Spousal beneficiary

Husband age 91 passed away Dec 2022.
Beneficiaries of his traditional IRA were $60000 to church and remainder to spouse, age 89
Custodian’s RMD for spouse was calculated using ONLY the spouses IRA balance in Feb 2023.
Spouse is treating husband’s IRA as her own and this amount was transferred to her March 2023 and added to her existing traditional IRA account. Should the custodian recompute the RMD for 2023? Should there be an adjustment to the 12.31.22 balance for the amount transferred to the church? I assume that the RMD will be calculated using the spouse’s single life expectancy.



Is it possible that the amount transferred to the church qualifies as a qualified charitable distribution?

  • The church inherited their amount directly, did not receive it as a QCD.
  • When was the church paid their 60,000?
  • The spouse’s IRA balance for 2022 RMD purposes is the 12/31/2022 balance less 60,000.
  • If a distribution from the inherited IRA was made to the spouse, her 2023 RMD is calculated from the single life table. However, if the church was paid off and then the spouse assumed ownership of the inherited IRA before a distribution was made, her 2023 RMD would be from the Uniform Table as she is treated as owning the IRA for the entire year.
  • Therefore, with the correct timing of these events the spouse’s RMD would be much lower using the Uniform Table. But if a distribution was made from the inherited IRA, the single life table applies for 2023.  The Uniform Table would be used thereafter.

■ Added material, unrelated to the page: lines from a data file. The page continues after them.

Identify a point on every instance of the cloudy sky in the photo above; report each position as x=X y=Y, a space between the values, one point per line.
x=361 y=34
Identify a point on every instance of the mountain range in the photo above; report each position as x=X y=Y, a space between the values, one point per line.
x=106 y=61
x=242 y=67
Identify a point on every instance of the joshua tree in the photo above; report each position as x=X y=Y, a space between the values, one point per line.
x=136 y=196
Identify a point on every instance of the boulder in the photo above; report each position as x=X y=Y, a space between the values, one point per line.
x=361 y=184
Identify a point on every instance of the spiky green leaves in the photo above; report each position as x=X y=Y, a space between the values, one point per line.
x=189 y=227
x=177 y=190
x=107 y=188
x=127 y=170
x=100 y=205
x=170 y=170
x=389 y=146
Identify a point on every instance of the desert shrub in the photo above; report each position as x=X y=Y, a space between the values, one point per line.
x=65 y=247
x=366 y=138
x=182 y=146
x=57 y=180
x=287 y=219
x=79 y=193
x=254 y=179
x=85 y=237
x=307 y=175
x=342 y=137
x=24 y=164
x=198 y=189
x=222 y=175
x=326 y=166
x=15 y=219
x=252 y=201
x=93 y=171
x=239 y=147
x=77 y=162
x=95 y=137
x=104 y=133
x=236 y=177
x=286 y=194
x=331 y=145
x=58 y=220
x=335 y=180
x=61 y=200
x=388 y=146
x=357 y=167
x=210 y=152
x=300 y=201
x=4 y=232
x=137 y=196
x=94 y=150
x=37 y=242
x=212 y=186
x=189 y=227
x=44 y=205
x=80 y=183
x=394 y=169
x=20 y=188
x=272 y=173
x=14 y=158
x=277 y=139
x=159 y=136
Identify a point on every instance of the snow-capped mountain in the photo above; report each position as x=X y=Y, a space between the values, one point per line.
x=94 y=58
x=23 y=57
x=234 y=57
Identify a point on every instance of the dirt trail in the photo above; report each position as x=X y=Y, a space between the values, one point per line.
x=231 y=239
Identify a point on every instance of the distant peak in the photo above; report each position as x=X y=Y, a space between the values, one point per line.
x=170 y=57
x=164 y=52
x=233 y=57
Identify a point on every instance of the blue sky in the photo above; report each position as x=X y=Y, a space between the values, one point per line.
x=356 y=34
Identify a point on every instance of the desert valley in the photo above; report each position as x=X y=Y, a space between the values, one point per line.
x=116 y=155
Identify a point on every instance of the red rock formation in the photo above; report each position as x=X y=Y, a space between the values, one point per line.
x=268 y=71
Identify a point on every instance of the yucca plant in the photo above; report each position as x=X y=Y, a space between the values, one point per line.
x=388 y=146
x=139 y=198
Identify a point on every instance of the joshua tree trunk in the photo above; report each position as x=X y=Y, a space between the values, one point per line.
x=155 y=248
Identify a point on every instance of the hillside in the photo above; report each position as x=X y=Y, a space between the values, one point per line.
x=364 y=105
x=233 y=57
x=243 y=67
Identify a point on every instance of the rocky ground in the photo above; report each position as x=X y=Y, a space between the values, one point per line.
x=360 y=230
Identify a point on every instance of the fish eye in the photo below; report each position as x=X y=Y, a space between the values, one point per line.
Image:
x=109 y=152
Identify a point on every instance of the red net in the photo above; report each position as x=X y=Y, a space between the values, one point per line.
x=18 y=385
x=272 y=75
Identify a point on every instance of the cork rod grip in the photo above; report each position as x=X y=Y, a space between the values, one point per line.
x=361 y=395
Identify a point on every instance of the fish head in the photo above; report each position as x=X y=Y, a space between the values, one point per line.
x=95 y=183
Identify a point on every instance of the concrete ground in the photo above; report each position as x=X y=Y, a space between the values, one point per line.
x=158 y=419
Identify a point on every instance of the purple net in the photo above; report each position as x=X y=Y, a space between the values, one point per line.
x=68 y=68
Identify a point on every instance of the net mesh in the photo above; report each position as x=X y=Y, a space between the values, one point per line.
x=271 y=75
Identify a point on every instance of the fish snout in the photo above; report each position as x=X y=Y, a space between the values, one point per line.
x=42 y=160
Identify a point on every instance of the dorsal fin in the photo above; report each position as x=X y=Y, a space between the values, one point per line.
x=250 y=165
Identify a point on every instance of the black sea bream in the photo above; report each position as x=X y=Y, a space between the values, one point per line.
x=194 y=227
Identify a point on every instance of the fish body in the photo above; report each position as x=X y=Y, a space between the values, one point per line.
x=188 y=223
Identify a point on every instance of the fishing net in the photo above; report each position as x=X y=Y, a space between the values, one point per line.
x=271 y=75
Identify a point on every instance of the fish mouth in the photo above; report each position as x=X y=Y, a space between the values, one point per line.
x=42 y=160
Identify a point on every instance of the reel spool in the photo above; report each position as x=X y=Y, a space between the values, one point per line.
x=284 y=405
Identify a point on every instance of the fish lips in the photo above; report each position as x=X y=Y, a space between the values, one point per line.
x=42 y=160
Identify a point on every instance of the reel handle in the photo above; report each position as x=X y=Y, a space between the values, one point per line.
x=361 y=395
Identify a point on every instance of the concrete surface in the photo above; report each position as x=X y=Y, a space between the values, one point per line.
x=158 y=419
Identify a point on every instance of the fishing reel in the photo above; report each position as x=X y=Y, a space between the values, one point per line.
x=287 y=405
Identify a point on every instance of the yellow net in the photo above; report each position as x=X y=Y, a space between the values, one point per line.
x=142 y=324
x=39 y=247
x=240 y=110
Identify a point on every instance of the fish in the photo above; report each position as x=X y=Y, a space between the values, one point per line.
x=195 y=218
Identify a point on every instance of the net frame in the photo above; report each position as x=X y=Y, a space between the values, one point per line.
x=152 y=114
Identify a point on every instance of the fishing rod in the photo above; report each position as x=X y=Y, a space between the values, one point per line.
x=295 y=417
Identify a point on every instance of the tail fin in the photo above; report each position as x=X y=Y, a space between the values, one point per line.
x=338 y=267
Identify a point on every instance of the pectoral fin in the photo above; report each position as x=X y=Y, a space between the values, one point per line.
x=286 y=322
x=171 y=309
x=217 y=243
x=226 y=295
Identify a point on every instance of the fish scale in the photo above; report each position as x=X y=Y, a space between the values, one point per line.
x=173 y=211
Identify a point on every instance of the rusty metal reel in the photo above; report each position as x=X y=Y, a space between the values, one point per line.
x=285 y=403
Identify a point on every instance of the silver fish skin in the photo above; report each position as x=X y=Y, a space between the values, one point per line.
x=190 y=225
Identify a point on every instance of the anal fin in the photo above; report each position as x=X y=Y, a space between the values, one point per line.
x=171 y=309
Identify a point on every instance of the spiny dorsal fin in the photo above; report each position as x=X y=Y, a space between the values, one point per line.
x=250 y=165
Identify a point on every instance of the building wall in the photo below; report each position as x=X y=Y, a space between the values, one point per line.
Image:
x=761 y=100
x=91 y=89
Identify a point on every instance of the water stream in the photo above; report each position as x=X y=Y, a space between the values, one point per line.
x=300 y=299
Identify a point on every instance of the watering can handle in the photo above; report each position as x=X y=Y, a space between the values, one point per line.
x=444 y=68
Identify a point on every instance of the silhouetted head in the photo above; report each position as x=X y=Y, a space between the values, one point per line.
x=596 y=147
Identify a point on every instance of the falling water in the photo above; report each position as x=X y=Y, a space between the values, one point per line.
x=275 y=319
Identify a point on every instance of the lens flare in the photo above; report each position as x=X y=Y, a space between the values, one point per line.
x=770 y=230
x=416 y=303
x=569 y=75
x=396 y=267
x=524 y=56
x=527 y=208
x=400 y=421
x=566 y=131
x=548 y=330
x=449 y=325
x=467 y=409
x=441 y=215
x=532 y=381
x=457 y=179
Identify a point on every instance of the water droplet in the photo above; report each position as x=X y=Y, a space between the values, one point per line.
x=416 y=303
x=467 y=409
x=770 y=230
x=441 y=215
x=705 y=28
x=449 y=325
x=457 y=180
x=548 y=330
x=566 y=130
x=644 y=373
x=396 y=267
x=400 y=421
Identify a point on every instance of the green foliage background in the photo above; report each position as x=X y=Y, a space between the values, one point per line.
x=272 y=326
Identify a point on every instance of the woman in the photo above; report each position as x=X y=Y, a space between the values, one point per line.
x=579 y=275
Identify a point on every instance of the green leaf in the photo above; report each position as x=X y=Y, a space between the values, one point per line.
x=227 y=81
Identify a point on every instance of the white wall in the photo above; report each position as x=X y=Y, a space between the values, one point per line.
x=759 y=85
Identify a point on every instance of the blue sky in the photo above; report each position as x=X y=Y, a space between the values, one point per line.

I think that the church received their share in March 2023 but I have asked for the statements and have not yet received them.   The custodian says that by distributing the church’s share that the spouse’s RMD for 2023 for the deceased taxpayer’s IRA balance has been satisfied.    Does this make sense?  No distributions have been made from the spouse’s IRA; simply the receipt of the balance of the husband’s T-IRA.If I understand you correctly the Uniform Table should be used for computing the RMD in 2024 and going forward.

  • If the custodian improperly handled the creation of separate inherited IRA accounts by not adjusting the pecuniary amount for gains or losses post death, I don’t know what the solution is because not only are the separate accounts not recognized as such for RMD purposes, but the amounts in those separate accounts are not accurate, with one party benefiting at the expense of the other.  I suppose the only correction that would be equitable would be a new calculation and a direct transfer between the two accounts to reflect the new calculation. In early 2023 there were small equity gains in the market and bond losses, so the net change would likely be very small. Therefore, with the custodian and the IRS both likely unaware of these technical issues, they should be ignored at this point.
  • With the 2022 RMD having been completed by the decedent, and with the distribution having been made to the charity and the surviving spouse having assumed ownership of their inherited IRA, the 2023 RMD for the surviving spouse should be calculated using the Uniform Table.
  • Conclusion: Pecuniary bequests should be avoided. 

DOD was 12.29.2022 and the RMD for that year had already been distributed.  The custodian is saying that the 2023 distribution covers the 2023 RMD.  Is that wrong? 

See above. I edited my prior postabove  to reflect the current situation.

IRAs with a beneficiary that is to receive a pecuniary amount are problematic.  For the separate-accounts rule to apply, the gains or losses in the IRA between the date of death and the date of the transfer to the charity would have to be allocated proportionately among the beneficiaries.  If investments within the IRA changed value between the date of death and the date the pecuniary interest was transferred to the charity, and the $60,000 was not adjusted accordingly, the separate-accounts rule would not apply.  If the separate-accounts rule does not apply, the surviving spouse cannot treat the remainder as the surviving spouse’s own, but could take a distribution and roll it over to their own IRA after satisfying the beneficiary RMD for the year.

What determines whether or not the separate accounts rule applies?